Here are Kathy’s words:
I started a book with my Bible study a few weeks back, by Beth Moore, called “Esther. It’s Tough Being A Woman.” The first weeks’ theme was “It’s tough being a woman in another woman’s shadow.” It was a phenomenal week, one which really hit home. I can totally relate with that, because I live in the shadow of a flawed woman who’s image distorts mine (before you even ask, no I will not name her, that’s just wrong).
This weeks’ theme is ” It’s tough being a woman in a world where beauty is a treatment.”
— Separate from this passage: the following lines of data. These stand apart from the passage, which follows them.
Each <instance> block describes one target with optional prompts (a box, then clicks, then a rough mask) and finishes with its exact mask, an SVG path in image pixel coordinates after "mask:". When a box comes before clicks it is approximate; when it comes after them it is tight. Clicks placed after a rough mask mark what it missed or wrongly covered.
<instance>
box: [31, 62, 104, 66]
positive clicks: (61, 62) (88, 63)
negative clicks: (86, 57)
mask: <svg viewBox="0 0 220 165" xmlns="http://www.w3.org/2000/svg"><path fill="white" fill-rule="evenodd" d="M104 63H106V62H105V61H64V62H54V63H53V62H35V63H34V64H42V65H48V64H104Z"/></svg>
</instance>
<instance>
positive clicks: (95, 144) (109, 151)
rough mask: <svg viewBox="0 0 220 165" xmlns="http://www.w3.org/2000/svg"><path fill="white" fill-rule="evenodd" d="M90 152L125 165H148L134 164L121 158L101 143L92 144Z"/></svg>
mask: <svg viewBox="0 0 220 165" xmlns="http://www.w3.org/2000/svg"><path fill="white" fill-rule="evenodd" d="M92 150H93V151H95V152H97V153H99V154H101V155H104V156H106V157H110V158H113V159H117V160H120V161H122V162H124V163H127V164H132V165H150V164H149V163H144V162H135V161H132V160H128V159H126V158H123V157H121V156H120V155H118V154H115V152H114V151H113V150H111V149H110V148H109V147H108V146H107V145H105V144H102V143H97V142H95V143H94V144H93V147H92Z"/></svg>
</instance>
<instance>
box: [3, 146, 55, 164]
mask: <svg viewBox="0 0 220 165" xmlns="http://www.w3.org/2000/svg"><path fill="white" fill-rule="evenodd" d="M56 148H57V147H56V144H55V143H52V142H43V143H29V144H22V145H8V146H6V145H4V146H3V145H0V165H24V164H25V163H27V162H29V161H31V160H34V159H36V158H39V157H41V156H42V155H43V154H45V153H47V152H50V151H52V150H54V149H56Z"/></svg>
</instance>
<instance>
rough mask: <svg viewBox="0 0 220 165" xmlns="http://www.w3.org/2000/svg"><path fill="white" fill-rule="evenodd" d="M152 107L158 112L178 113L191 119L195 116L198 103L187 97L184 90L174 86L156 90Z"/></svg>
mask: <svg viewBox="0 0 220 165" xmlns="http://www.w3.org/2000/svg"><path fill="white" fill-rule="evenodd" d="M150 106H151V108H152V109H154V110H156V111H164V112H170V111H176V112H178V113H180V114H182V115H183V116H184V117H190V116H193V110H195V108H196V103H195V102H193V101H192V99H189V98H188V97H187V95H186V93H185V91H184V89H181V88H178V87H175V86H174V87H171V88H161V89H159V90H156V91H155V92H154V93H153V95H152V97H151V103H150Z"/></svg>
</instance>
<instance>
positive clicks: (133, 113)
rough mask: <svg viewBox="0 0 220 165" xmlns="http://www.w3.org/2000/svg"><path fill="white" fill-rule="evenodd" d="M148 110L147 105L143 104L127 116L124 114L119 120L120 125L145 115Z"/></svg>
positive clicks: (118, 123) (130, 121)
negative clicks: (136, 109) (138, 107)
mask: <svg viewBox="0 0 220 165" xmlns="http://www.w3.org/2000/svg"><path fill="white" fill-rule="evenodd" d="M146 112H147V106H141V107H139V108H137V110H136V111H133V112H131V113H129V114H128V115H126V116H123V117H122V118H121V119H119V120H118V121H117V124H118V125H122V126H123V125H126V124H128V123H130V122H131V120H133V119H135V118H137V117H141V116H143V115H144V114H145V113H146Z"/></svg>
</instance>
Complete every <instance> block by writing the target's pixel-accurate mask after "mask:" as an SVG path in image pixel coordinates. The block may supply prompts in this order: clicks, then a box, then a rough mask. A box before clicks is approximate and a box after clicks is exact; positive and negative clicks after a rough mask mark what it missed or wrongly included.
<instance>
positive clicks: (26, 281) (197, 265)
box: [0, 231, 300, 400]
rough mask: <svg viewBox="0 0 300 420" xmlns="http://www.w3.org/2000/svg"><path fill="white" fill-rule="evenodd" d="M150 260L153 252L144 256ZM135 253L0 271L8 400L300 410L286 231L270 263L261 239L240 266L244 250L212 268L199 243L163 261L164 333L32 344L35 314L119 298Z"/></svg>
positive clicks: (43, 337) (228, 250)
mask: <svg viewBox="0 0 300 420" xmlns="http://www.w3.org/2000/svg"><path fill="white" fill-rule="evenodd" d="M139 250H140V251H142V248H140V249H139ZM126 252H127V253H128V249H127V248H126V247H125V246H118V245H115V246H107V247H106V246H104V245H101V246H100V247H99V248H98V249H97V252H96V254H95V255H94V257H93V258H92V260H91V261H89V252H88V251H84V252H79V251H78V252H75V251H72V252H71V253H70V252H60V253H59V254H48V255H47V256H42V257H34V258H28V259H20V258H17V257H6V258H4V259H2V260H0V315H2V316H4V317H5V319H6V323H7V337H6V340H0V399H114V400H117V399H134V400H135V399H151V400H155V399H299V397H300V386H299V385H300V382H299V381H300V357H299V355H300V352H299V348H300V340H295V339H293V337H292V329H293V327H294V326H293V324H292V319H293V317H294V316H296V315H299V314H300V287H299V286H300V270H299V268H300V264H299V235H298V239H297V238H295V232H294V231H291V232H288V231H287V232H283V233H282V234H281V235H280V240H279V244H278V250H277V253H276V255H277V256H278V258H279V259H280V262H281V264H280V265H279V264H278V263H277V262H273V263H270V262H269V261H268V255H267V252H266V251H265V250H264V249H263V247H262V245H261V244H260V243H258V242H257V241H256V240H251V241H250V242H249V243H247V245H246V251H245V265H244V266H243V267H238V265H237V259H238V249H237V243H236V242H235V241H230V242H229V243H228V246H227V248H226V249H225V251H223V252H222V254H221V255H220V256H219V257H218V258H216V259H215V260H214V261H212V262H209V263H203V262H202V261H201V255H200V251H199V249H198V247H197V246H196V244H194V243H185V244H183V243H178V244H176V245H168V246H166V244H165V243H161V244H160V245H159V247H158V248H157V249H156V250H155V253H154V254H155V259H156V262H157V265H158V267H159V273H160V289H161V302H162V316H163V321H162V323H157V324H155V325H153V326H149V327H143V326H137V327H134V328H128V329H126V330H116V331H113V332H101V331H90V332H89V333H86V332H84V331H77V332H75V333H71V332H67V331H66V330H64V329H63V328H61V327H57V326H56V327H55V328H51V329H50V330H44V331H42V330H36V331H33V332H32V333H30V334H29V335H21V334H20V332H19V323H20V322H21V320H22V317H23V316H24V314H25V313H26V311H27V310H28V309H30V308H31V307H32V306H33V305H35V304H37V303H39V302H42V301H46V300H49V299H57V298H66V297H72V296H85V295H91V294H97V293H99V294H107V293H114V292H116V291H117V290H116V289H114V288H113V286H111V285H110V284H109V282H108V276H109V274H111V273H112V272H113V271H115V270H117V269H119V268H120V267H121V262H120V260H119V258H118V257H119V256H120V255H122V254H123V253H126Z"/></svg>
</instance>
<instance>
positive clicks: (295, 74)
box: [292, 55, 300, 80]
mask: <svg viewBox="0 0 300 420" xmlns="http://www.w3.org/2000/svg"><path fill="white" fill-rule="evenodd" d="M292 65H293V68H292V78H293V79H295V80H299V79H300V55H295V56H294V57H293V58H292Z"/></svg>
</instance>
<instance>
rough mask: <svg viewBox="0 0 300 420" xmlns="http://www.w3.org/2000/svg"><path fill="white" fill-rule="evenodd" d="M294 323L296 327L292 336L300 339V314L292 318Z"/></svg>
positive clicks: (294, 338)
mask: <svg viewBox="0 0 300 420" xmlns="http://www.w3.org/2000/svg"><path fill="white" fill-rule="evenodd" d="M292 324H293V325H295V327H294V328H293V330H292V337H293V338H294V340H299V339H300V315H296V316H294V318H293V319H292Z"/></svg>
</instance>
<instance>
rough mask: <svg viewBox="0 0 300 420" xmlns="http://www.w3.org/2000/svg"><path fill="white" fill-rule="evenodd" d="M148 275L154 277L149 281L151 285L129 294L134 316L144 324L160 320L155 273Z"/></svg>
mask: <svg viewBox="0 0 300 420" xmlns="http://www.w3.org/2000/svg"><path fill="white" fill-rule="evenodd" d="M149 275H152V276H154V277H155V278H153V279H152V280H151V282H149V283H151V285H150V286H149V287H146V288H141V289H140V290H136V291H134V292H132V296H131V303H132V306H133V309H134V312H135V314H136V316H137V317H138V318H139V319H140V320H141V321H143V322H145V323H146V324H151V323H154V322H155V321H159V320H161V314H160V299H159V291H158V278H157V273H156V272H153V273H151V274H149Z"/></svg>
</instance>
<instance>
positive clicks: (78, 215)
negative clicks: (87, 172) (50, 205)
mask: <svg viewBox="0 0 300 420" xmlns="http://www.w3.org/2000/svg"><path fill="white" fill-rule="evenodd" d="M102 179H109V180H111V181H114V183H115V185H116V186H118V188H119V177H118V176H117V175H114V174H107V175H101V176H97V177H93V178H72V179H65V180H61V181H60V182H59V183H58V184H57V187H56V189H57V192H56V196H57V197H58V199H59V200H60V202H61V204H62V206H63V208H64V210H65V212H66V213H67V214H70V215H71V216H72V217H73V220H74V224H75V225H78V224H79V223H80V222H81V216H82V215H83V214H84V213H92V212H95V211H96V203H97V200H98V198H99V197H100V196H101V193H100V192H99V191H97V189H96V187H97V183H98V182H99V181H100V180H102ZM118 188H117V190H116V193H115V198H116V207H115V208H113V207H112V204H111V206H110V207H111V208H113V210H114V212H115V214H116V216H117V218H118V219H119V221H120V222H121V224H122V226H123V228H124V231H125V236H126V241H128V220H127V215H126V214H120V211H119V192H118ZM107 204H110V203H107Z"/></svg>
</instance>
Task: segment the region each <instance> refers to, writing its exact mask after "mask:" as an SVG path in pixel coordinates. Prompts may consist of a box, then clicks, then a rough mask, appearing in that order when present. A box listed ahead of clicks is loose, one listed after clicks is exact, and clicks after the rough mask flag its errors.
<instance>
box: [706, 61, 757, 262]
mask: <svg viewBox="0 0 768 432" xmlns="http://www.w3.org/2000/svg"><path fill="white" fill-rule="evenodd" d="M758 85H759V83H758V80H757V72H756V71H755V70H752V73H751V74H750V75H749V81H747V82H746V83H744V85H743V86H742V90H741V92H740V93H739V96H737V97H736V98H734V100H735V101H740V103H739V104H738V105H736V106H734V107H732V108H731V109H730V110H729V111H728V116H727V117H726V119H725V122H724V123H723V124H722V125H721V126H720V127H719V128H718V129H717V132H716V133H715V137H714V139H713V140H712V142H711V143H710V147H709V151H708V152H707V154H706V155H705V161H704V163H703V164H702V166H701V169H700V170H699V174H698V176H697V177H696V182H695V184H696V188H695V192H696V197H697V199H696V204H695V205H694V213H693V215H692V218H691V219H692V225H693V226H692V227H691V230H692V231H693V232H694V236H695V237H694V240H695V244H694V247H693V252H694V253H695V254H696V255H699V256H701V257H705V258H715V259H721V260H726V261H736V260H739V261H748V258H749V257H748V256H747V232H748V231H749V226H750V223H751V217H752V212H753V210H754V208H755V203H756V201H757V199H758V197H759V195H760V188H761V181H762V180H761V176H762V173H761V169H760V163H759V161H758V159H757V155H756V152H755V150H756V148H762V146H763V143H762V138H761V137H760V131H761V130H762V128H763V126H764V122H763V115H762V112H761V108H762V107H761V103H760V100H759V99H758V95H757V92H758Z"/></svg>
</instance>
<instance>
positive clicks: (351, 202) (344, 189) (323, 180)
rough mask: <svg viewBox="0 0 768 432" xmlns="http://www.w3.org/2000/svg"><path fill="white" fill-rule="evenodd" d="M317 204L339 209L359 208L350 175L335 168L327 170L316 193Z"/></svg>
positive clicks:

Our culture is flooded with ads for products to make you younger, thinner, prettier. Even the young and beautiful aren’t young and beautiful enough. “Esther” opens with queen Vashti being dethroned and King Xerxes looking for a new queen. He sent out ambassadors to every province to find the most beautiful young women in all the land, though they weren’t yet beautiful enough for him. They have to go through months of “beauty treatments” before he’d even see them. Young and beautiful wasn’t young and beautiful enough in Persia either.
So then I started thinking today. How much has this ideal of beauty become something I do rather than something I am, sunk into my brain? Like most women, I have a list. A list of things I don’t like about me. My chin and nose are too pointy, and I hate the oblong shape of my ears. My face never got the memo about growing into my buck teeth, my hair is too course, and going grey way too fast and way too young. That’s just the beginning…I could keep going, but my flaws aren’t the point; who I am, is. I am a woman made in God’s image. He created me the way He wanted me. Psalm 139:13-14 says, “For you created my inmost being; you knit me together in my mother’s womb. I praise you because I am fearfully and wonderfully made; your works are wonderful, I know that full well.” He knit me together; every course hair and pointy appendage. He made me as I am because it pleased Him. I need to focus on that more than on my list of things I don’t like about me.
Then, beyond even me, I was blessed with the task of rearing two wonderful daughters; princesses belonging to the King himself. I need to impart on them the fact that God loves them! How can I ever teach them they are beautiful in God’s eyes if I don’t first grasp that concept for myself? I don’t want my daughters growing up to think that they are only beautiful if a man thinks they are (even if He is their husband, their beauty isn’t based on his opinion). They are not beautiful if other women think they are (Lord knows how badly we try to impress each other, what man has ever said“Wow look at the Coach purse on that one!”; we women dress for each other too). They are not beautiful if they feel pretty that day (and you all know our opinion of our looks varies by day, and eh-uhm, time of the month). They are beautiful because Jesus knit them together in my womb. He knew their names and faces before time began, and as it says in the story of creation, “God saw all that he had made, and it was very good.” Genesis 1:31.
As I face the overwhelming influence of our modern day version of Esther’s Persia, I need to focus on my God’s view of me if I ever hope to raise girls, who could care less what anyone but Jesus thinks of their looks.